Il fiume Xingu si estende per 2.000 chilometri, con numerose inondazioni durante la stagione delle piogge, che creano “iguapos”, aree di foresta allagata cruciali per la sopravvivenza di molte specie. Inaugurato nel 2016, l’impianto di Belo Monte, costato 40 miliardi di reais (circa 7 miliardi di euro), ha una capacità di 11.233 megawatt, pari al 6,2% della produzione di elettricità del Brasile. Per costruire la colossale diga è stato necessario deviare il fiume Xingu per oltre 100 chilometri. “A monte della diga, è come se la zona fosse in perenne allagamento. A valle, è una siccità permanente”, spiega André Oliveira Sawakuchi, professore dell’Istituto di Geoscienze dell’Università di San Paolo.

Ammirando le maestose cascate di Jericoa, sacre al suo popolo, il leader indigeno Giliarde Juruna ritiene che Belo Monte sia l’opposto della sua visione del progresso. “Per noi progresso significa proteggere la foresta, gli animali, i fiumi, così come sono stati creati da Dio. La visione del progresso dei bianchi è totalmente diversa”, afferma.

Il progetto di Belo Monte è stato sviluppato negli anni ’70, durante la dittatura militare (1964-1985), ma il via libera ai lavori è stato dato sotto la presidenza di Luiz Inacio Lula da Silva (2003-2010). Si prevede che la sua sarà una figura chiave, dopo aver promesso una politica ambientale diametralmente opposta a quella del presidente uscente di estrema destra Jair Bolsonaro, che ha visto aumentare notevolmente la deforestazione in Amazzonia durante il suo mandato. Belo Monte, presentato dalle autorità come fonte di energia pulita e motore di sviluppo economico, non è stato all’altezza delle aspettative.

Secondo la società che gestisce l’impianto, Norte Energia, la produzione media di elettricità quest’anno è stata di 4.212 megawatt, la metà della sua capacità. Uno studio recente ha dimostrato che le emissioni di gas serra nella regione sono triplicate da quando è stata installata la diga, compreso il metano rilasciato dagli alberi in decomposizione.
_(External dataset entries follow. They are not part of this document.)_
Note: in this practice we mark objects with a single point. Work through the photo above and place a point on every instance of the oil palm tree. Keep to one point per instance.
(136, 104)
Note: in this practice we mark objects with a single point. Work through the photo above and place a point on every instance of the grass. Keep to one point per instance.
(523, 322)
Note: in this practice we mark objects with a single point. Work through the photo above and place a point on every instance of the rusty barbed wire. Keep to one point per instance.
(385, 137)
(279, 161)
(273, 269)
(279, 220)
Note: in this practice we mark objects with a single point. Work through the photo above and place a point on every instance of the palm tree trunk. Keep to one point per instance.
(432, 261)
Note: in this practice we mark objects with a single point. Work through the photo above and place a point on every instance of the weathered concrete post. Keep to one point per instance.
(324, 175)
I ricercatori dell’Istituto Socio-Ambientale (ISA), una ONG, hanno collaborato con gli indigeni Juruna per sviluppare un nuovo piano di gestione delle acque per Belo Monte. Chiamato “Piracema”, dal nome del momento in cui i pesci risalgono la corrente per deporre le uova, consiste nel regolare il volume dell’acqua nella diga in base al ciclo naturale delle piene. L’agenzia pubblica per l’ambiente Ibama deciderà a breve se Norte Energia sarà costretta o meno ad attuare queste misure. L’azienda non ha voluto commentare il piano proposto dalla ONG e dalle popolazioni indigene, ma ha assicurato che sta applicando alla lettera “il piano stabilito al momento dell’ottenimento della licenza ambientale per l’impianto”.